On pourrait continuer ainsi en cherchant, dans les nombreux ouvrages classiques à notre disposition, des références au monde naturel et à sa relation avec les sociétés. C’est d’ailleurs un exercice auquel se livrent un grand nombre de chercheurs, comme nous l’avons vu, et qu’un ultime exemple illustrera, celui de Mitchell (2001) visant à faire de Veblen un « pionnier de la sociologie de l’environnement ».

Mitchell s’attache en effet à montrer en quoi les écrits de Veblen sont non seulement pertinents du point de vue l’analyse sociologique de l’environnement, mais surtout enrichissent la sociologie de l’environnement – et précisément que sans le recours à cet auteur « la sociologie de l’environnement est essentiellement appauvrie » (Mitchell, 2001 : 402).

« L’apport de l’analyse de Veblen réside, selon Mitchell (ib.), dans [la démonstration] de la contradiction entre le système capitaliste, consacré à la prédation, aux fins pécuniaires, et aux recours à l’ingénierie et à la technologie pour transformer les matières premières en biens consommables ou en production de valeurs d’usage.
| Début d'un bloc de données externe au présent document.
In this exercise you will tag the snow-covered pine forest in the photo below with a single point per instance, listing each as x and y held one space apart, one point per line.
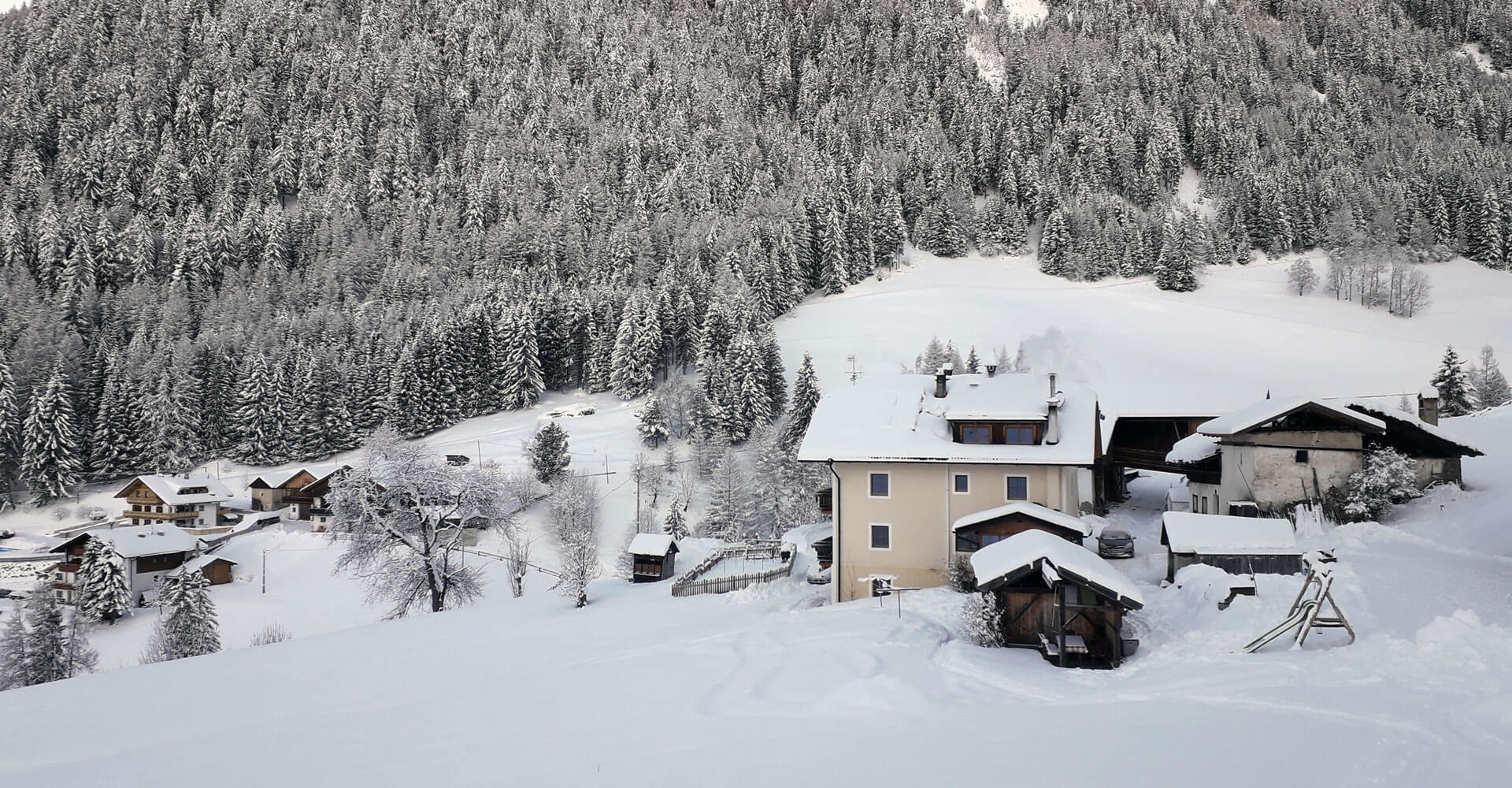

La réalisation de profits à n’importe quel coût social ou environnemental est le principe phare qui sert de fil à la plupart de ses derniers travaux. »

On peut d’ailleurs ajouter que la Théorie de la classe de loisir de Veblen ([1899] 1970) fait remonter les représentations actuelles de la « nature » à leurs constructions, depuis plus de deux millénaires, par la classe de loisir16.

Dans tous les cas, on ne peut pas nier que les penseurs classiques de la sociologie se sont intéressés, à divers degrés et sous différentes formes, aux liens entre le monde social et son homologue naturel. Il n’en reste pas moins vrai que ces mêmes penseurs ne cibleront que rarement ces liens et n’inviteront que de manière assez éparse leurs collègues et disciples à poursuivre dans cette voie. C’est cela qui nous a poussé à prévenir le lecteur de l’apport limité de cet historique, celui-ci s’inscrivant dans une ambition plus générale d’analyse des liens entre la sociologie et le milieu naturel, et en premier lieu entre la sociologie et la biologie.